Yet another “data scraping” case is percolating in the Northern District of California. Craigslist has sued the online aggregator 3Taps, Inc. (and others), claiming that they illegally copied Craigslist’s classified apartment listings. In effect, 3Taps was attempting to disintermediate Craigslist—to insert itself between Craigslist and its users.
3Taps filed a motion to dismiss the multiple claims asserted in the suit, most of which was denied in the decision linked below.
Of particular interest is the court’s refusal to dismiss Craigslist’s claim that 3Taps violated the Computer Fraud and Abuse Act (CFAA), a controversial federal “anti-hacker” statute that has been interpreted in conflicting ways by the federal courts (see an earlier post on this topic here), and which was the law Aaron Schwartz was accused of violating (contributing, many believe, to his suicide earlier this year).
The CFAA permits a civil cause of action against any person who “intentionally accesses a computer without authorization or exceeds authorized access, and thereby obtains . . . information from any protected computer.” 18 U.S.C. § 1030(a)(c). Craigslist has alleged that 3Taps’ use of Craigslist’s listings violated a cease and desist letter Craigslist sent to 3Tap prohibiting it from republishing the listings. The court found that 3Taps’ continued use was a potential violation of the CFAA as the Ninth Circuit has interpreted that statute, and denied 3Taps’ motion to dismiss that claim.

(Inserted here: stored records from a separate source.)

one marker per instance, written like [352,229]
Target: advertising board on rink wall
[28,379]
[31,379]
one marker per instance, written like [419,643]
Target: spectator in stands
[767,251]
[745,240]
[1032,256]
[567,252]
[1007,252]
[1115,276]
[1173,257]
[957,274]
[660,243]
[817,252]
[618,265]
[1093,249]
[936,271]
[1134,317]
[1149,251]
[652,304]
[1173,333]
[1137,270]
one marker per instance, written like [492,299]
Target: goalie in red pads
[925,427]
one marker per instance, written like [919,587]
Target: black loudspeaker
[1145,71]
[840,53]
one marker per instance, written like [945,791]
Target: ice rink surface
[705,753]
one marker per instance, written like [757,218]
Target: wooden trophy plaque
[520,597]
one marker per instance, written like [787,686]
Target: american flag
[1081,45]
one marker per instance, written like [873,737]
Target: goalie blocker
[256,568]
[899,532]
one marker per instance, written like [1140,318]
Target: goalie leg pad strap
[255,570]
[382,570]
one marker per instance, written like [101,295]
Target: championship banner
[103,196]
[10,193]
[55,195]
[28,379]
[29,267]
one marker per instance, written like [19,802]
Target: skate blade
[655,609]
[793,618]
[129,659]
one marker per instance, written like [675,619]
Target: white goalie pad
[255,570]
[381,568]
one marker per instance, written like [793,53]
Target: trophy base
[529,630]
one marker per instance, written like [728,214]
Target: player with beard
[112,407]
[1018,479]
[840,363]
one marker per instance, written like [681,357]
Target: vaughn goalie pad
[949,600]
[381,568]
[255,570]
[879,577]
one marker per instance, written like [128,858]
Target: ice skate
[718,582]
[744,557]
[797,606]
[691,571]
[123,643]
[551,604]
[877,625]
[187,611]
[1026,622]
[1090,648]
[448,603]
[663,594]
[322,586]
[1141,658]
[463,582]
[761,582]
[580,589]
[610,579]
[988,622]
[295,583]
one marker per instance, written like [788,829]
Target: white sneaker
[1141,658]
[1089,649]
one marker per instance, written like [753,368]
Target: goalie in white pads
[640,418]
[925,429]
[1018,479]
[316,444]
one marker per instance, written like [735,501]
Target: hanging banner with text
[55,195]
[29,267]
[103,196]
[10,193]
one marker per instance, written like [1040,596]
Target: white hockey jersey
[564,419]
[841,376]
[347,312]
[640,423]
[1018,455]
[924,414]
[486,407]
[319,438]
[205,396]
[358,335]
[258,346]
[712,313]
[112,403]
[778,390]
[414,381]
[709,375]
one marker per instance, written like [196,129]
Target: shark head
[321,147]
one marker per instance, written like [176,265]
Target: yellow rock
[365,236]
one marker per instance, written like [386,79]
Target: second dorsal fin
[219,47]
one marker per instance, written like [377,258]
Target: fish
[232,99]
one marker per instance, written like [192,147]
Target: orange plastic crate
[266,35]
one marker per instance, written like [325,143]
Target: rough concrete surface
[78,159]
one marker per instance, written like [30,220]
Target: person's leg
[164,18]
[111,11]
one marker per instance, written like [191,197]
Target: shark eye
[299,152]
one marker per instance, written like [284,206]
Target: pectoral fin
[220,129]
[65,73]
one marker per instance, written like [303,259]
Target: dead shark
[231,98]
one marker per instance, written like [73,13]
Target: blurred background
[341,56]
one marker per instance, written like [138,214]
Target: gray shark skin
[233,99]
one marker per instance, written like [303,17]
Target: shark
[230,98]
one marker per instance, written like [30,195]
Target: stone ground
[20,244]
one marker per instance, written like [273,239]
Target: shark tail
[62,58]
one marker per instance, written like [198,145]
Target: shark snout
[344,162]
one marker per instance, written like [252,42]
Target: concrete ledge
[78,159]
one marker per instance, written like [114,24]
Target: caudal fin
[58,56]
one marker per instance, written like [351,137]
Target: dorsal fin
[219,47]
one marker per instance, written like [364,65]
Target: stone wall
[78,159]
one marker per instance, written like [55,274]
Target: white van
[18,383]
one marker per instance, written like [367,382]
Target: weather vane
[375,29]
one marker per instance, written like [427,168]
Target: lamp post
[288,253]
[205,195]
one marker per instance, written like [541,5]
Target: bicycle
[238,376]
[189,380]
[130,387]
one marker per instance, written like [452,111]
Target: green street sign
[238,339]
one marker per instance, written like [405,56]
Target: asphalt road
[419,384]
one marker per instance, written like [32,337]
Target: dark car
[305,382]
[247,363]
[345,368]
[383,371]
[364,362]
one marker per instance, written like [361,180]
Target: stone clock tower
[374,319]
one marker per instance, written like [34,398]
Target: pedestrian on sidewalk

This ruling is consistent with decisions in the First Circuit, the federal circuit which includes Massachusetts. (See, e.g., EFF Cultural Travel v. Explorica, 1st Cir. 2001).
Although the California district court denied 3Tap’s motion to dismiss the CFAA claim, it expressed its concerns around the policy issues raised by Craigslist’s CFAA claim in this case. Quoting from the opinion:
The parties have not addressed a threshold question of whether the CFAA applies where the owner of an otherwise publicly available website takes steps to restrict access by specific entities, such as the owner’s competitors. “Some commentators have noted that suits under anti-hacking laws have gone beyond the intended scope of such laws and are increasingly being used as a tactical tool to gain business or litigation advantages.” … The CFAA was passed in 1986, well before the development of the modern internet, and originally only covered certain computers operated by the federal government or financial institutions. … Although courts in this district have held that the CFAA may apply to unauthorized access to websites, the parties have not cited a case from this district or the Ninth Circuit addressing its application to information that is generally available to the public. … Applying the CFAA to publicly available website information presents uncomfortable possibilities. Any corporation could subject its competitors to civil and criminal liability for visiting its otherwise publicly available home page; in theory, a major news outlet could seek criminal charges against competing journalists for reading articles on its website.
These comments are a reflection of the Ninth Circuit’s concerns about the application of this statute, as described in the Ninth Circuit’s high-profile 2012 en banc decision in U.S. v. Nosal.
Last year (when this suit was filed) Professor Eric Goldman provided a trenchant analysis of the business issues facing Craigslist which motivated it to bring this lawsuit. He concluded, “even though it might look like Craigslist is making bizarre moves, I think its moves are quite rational. They’re exactly the kind of moves you’d expect from a panicked company realizing its uncomfortably precarious marketplace position.”